I don't recall any published history of 65 Squadron, but I may be wrong. There's a nice page at http://www.rafweb.org/Sqn061-65.htm
that tells a little bit about the squadron:
"October 1917, when it received Camels. At the same time the squadron moved to France conducting defensive patrols until February 1918, when it started ground attack operations. A move to the Belgium coast came in August 1918 with the squadron escorting day bombers. It remained in Belgium until the end of war and returned to Yatesbury in February 1919, where it disbanded on 25 October 1919."

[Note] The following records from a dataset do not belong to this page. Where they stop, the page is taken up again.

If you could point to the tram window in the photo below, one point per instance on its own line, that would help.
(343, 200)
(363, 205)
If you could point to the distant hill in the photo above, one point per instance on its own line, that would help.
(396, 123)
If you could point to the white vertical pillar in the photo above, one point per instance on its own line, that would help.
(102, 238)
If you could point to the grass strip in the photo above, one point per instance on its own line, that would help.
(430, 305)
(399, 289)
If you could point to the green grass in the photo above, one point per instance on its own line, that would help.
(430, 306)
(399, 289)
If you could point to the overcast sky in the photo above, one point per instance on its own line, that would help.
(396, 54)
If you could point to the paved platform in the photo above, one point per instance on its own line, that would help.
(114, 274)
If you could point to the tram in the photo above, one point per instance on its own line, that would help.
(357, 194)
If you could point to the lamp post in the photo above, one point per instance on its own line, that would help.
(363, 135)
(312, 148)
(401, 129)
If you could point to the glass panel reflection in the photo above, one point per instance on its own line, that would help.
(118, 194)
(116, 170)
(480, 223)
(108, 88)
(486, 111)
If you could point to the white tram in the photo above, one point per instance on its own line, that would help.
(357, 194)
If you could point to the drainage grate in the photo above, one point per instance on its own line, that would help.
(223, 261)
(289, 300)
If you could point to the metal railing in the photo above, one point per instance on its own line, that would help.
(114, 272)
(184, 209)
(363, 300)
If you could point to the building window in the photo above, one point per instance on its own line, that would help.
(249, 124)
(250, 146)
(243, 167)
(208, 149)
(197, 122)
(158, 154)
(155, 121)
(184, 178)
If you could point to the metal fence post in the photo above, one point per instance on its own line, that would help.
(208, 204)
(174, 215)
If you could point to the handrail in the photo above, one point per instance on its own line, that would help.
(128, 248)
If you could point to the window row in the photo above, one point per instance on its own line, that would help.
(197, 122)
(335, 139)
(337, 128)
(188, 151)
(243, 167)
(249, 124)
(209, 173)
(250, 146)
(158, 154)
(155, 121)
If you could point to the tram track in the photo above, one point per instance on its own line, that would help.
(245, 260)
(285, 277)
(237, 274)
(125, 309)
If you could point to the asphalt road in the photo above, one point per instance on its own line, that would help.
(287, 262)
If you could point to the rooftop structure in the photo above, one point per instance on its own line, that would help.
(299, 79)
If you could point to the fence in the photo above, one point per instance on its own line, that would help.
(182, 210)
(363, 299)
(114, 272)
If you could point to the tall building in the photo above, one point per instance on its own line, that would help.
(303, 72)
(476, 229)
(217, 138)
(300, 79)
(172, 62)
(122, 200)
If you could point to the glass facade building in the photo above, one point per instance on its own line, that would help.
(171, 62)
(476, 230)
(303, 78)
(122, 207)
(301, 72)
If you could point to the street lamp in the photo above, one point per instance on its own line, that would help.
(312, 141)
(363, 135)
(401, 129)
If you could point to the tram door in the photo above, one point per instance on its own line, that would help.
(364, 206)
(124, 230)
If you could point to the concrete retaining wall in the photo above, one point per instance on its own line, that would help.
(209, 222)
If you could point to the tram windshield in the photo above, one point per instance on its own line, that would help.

There's also a downloadable article about 65 Squadron at http://www.crossandc...opexd.asp?id=68
By the way, just as an aside - technically WW1 aerial victories are 'victories', not 'kills'. I kinda went "OUCH!" when I saw Captain Brookes got 'kills', LOL. Quite a few of the pilots regarded the WW2 (and modern) usage of the word 'kill' to be in bad taste and while folks like Mannock liked to think of German pilots "roasting all the way down", I think (or perhaps I like to think) most pilots hoped that their opponents survived after being shot down. Perhaps the word 'victories' makes light of a bloody business, but I think it's a nice way of honouring their memory by using the term the pilots themselves used. But that's just me. Maybe I'm being pedantic.